Stadt verbietet Protest von »Blockupy«

Frankfurt (lhe). Die Stadt hat die kapitalismuskritischen Protesttage »Blockupy« am Himmelfahrtswochenende verboten.
04. Mai 2012, 18:38 Uhr
Das Protestcamp der "Occupy"-Bewegung an der Europäischen Zentralbank in der Frankfurter Innenstadt. (Foto: dpa)r

»Die Gesamtheit der Maßnahmen und die geplanten Aktionen stellen eine unmittelbare Gefährdung beziehungsweise Störung der öffentlichen Sicherheit und Ordnung dar«, heißt es in einer Mitteilung der Stadt am Freitag. Die Anmelder der Protesttage vom 16. bis 19. Mai kündigten an, gegen das Verbot zu klagen.

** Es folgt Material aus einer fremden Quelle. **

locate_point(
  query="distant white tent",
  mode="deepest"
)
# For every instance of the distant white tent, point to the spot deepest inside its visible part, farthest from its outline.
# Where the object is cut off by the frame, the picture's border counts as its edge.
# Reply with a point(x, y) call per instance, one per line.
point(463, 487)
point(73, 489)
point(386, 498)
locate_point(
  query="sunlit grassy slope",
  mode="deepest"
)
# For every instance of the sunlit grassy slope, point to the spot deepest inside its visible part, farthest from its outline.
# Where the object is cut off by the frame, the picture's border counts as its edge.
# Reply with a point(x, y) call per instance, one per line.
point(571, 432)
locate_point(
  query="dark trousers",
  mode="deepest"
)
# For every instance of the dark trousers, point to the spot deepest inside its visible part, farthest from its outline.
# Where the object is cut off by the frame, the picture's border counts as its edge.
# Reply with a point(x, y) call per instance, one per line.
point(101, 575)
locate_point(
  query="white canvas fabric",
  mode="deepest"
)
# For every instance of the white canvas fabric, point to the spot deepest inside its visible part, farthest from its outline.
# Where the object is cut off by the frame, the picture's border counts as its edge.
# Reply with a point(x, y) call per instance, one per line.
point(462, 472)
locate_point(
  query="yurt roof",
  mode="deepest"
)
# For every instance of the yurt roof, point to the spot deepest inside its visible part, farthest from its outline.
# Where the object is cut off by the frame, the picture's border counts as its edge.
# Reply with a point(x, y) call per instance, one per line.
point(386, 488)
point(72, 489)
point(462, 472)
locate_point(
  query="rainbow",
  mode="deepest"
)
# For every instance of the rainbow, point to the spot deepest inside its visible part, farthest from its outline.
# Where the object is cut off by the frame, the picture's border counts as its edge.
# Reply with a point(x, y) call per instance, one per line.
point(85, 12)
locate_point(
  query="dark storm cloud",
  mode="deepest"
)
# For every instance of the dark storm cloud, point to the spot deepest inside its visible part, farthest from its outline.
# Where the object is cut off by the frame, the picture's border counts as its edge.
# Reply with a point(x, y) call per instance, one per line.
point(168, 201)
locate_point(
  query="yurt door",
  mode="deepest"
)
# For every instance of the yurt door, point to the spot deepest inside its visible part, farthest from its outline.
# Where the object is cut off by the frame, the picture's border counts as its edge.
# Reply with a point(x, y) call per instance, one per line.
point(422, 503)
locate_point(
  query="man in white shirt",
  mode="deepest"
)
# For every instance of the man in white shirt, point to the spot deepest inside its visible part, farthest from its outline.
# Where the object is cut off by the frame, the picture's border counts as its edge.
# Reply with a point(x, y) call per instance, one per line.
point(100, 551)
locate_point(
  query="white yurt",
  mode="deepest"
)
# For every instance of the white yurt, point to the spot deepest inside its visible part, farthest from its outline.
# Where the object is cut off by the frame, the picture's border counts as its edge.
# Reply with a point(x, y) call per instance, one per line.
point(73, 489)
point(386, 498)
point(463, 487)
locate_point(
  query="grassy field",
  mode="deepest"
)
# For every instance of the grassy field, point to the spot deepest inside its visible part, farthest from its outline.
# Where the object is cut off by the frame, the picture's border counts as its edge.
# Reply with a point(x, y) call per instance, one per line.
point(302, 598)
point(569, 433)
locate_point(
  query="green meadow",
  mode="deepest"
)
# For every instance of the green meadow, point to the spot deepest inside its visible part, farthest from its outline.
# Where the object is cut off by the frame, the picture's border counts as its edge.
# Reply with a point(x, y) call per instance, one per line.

Geplant sind eine Blockade des Bankenviertels und eine Demonstration am 19. Mai. Damit wollten verschiedene linke Gruppen sowie die »Occupy«-Bewegung und Attac gegen das Krisenregime der EU protestieren.

»Das Versammlungsrecht genießt großen Schutz. Es darf jedoch nicht dazu führen, dass der Schutz der Unversehrtheit der Bürger gefährdet wird«, begründete Oberbürgermeisterin Petra Roth das Verbot laut Mitteilung. »Die Blockade der Stadt während der Aktionstage überschreitet bei weitem das, was verhältnismäßig ist und den Menschen in Frankfurt zugemutet werden kann.«

»Wenn 40 000 Demonstranten über vier Tage lang das Stadtleben gezielt lahmlegen wollen und damit bewusst in die Freiheitsrechte anderer Menschen eingreifen, so liegt es auf der Hand, dass eine Stadtregierung dies nicht zulassen kann«, sagte Ordnungsdezernent Markus Frank laut Mitteilung. Auf Alternativvorschläge hätten sich die Veranstalter jedoch nicht eingelassen. Daher sei das Verbot notwendig geworden.